Uriel hatte mich noch nie (und auch später nie wieder) so angesehen wie nun, im Licht seiner Wohnung... Er machte einige Schritte um mich herum, wobei er mich genau musterte, ganz besonders mein Gesicht.

Mir wurde dabei klar, dass ich mich seit der verhängnisvollen Nacht, in der sich alles geändert hatte, nicht mehr selbst gesehen hatte (Ich wusste zwar, dass meine Eckzähne ungewöhnlich lang geworden waren, aber da mein Mund in diesem Moment geschlossen war, konnte das nicht Auslöser für Uriels... Erstaunen sein!).

Ich schob den - immer noch sprachlosen - Uriel sanft beiseite und ging mit den Worten "Entschuldige mich, bitte!" in sein Bad.

Das Gesicht, welches mich aus dem Spiegel anstarrte, war unverkennbar meines und mir dennoch so fremd, wie kein anderes:

Mein Haar schimmerte, wie Seide - nein schöner noch - es schien das Licht in alle Farben des Regenbogens aufzuspalten, vergleichbar mit einem Prisma. Meine Haut glänzte, unnatürlich wie Porzellan und dennoch so lebendig und zart.

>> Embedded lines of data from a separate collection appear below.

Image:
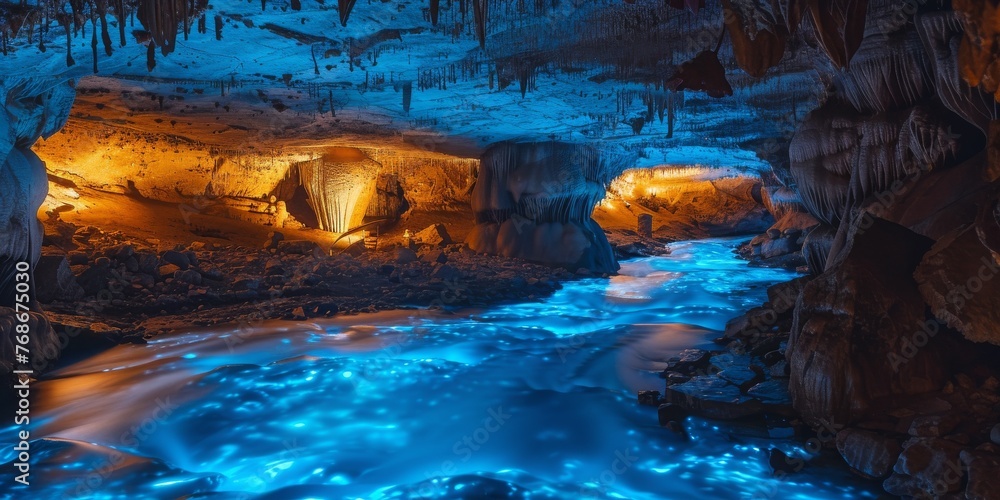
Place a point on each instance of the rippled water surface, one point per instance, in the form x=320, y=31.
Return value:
x=533, y=400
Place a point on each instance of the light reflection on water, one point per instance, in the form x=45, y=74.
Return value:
x=533, y=400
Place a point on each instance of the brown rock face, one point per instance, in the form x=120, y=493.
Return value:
x=867, y=452
x=852, y=341
x=958, y=278
x=534, y=201
x=927, y=467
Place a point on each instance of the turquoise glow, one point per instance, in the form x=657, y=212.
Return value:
x=533, y=400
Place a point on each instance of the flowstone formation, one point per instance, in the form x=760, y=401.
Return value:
x=34, y=108
x=340, y=185
x=534, y=201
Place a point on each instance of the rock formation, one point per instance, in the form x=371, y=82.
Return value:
x=534, y=201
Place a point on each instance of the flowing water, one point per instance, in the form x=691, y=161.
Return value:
x=532, y=400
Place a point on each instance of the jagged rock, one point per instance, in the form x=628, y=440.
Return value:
x=743, y=377
x=273, y=239
x=405, y=255
x=783, y=296
x=273, y=267
x=95, y=278
x=167, y=271
x=77, y=258
x=871, y=454
x=120, y=252
x=712, y=397
x=434, y=235
x=670, y=412
x=753, y=323
x=983, y=471
x=780, y=462
x=649, y=398
x=189, y=276
x=176, y=258
x=958, y=278
x=774, y=394
x=42, y=342
x=54, y=280
x=934, y=425
x=534, y=201
x=446, y=272
x=927, y=467
x=299, y=247
x=434, y=256
x=853, y=339
x=816, y=247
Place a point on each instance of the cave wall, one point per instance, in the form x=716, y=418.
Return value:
x=893, y=166
x=31, y=108
x=534, y=201
x=686, y=202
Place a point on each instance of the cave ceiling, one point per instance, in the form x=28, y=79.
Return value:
x=247, y=73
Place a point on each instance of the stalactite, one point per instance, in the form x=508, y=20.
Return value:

Die wenigen Falten, die sich bis zu meinem einundzwanzigsten Lebensjahr abgezeichnet hatten waren nicht mehr auszumachen, meine Augenbrauen schienen frisch gezupft, meine Lippen waren etwas femininer und dennoch kräftiger. Kurzum: Mein Gesicht schien perfekt. Ich war die Skulptur meiner selbst.

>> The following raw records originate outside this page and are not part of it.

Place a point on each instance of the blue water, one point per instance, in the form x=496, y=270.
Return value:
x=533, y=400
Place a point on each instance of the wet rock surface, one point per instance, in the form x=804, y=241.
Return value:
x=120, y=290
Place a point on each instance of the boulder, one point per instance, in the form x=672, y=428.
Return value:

Was mich jedoch am meisten faszinierte, waren meine Augen! Sie waren rot, suou-rot und schienen das Innerste meiner Seele - wenn ich so etwas jemals besessen hatte - wiederzuspiegeln. Sie phosphoreszierten und schienen einen leichten Violettschimmer zu besitzen. Ich war zutiefst entzückt.

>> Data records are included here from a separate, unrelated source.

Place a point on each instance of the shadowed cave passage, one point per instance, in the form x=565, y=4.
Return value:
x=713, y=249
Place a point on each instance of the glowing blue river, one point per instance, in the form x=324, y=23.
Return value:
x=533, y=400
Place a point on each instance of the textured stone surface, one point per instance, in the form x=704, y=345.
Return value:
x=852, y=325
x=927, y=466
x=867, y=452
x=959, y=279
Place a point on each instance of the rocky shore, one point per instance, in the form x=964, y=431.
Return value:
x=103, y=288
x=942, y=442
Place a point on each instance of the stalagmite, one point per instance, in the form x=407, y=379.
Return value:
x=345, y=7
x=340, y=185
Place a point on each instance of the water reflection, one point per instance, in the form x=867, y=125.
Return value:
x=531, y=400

Uriel schob sich in den Türspalt, sah mich fragend an. Ich erwiderte ihm ein breites Grinsen. Mir war nach tanzen zumute...

Endlich fragte er mich, was denn eigentlich los sei.

"Für meine Erklärung sollten wir uns wohl lieber hinsetzen...", sagte ich ihm, wobei ich auf sein Sofa deutete und peinlichst vermied, ihn meine Eckzähne sehen zu lassen.

Das Licht schmerzte meine scheinbar für die Nacht geschaffenen Augen, darum bat ich ihn, es zu dämpfen. Nachdem wir auf dem Sofa Platz genommen hatten, erzählte ich ihm alles, was mir in den letzten Nächten widerfahren war in chronologischer Reihenfolge und ohne ein Detail auszulassen und immer noch ohne ihm meine unnatürlichen Zähne zu entblößen. Zwar bereitete es mir irgendwie Unbehagen - schnürte mir seltsam die Brust zu, darüber zu reden, doch tat es auch gut!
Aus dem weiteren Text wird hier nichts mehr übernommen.